The sub-sub-sub-genre of a group of teens trapped on an island while getting gorily murdered one by one is given yet another recycling in the dumb but lively THE BLACK WATERS OF ECHO'S POND (2009). 

A colorful but rather unnecessary prologue that seems to have sucked up more than its share of the budget tells of a 1927 archeological group in Turkey discovering the underground tomb of Pan, and with it instructions for assembling a strange board game whose players, we'll find, become possessed by evil spirits and made to believe that their worst suspicions about each other are true.  Which, as you might guess, leads to bloody warfare within whatever group happens to be playing the game. 

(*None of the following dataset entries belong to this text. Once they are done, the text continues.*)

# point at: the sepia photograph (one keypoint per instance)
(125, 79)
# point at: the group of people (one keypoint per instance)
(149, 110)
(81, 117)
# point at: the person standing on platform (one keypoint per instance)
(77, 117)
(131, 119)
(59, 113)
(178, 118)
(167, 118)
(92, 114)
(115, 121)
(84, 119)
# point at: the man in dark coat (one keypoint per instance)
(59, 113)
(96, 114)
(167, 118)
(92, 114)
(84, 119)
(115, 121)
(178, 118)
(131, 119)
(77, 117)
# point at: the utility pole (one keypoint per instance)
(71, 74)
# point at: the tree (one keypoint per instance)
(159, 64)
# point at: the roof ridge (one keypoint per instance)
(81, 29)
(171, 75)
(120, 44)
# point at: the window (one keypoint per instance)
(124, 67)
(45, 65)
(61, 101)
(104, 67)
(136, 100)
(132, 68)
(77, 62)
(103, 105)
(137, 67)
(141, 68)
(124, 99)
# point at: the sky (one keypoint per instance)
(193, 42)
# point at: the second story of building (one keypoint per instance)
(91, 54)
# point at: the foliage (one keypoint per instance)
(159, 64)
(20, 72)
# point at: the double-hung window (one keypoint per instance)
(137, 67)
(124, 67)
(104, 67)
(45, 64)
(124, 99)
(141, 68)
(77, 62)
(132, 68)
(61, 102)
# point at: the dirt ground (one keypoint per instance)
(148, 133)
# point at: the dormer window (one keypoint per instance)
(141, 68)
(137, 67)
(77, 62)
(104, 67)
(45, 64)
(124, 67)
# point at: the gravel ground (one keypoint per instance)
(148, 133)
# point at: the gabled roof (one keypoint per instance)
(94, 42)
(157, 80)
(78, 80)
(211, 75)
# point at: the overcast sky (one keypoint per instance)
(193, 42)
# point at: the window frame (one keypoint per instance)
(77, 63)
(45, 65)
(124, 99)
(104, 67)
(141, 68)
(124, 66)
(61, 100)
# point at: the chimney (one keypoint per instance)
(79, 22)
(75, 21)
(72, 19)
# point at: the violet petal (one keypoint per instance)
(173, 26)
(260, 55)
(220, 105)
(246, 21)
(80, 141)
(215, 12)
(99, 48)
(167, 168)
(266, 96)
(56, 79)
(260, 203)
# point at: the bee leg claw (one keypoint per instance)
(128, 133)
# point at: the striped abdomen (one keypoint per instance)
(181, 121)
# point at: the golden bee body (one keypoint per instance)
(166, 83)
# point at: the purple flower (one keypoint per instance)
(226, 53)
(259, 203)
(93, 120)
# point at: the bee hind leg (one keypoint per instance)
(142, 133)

Right on cue, we meet a gaggle of generic modern-day teens arriving at an island in New England and staying in a house that just happens to be the current hiding place of The Game.  In a scene right out of THE EVIL DEAD, one of this new crop of doofuses ends up in the basement,  finds the item in question, and urges everyone to participate.  (This elaborate prop, by the way, is a pretty impressive-looking creation.)  The "truth or dare" nature of the game starts out as fun but quickly turns sour as the questions get more probing and personal. 

While these characters are the usual insufferable stereotypes spouting mindless "party hearty" dialogue that should actually embarrass the screenwriters, they do get a bit deeper and more three-dimensional (but not much) as the game eventually causes all their simmering jealousies and resentments--not to mention good old naked lust--to be stoked by the fires of Hell into violent action.  Thus, the lightweight sexual titillation and goofy teasing of the film's first half turn deadly with everyone running around taking turns trying to kill each other as Harry Manfredini of  "Friday the 13th" fame cranks up the scary music. 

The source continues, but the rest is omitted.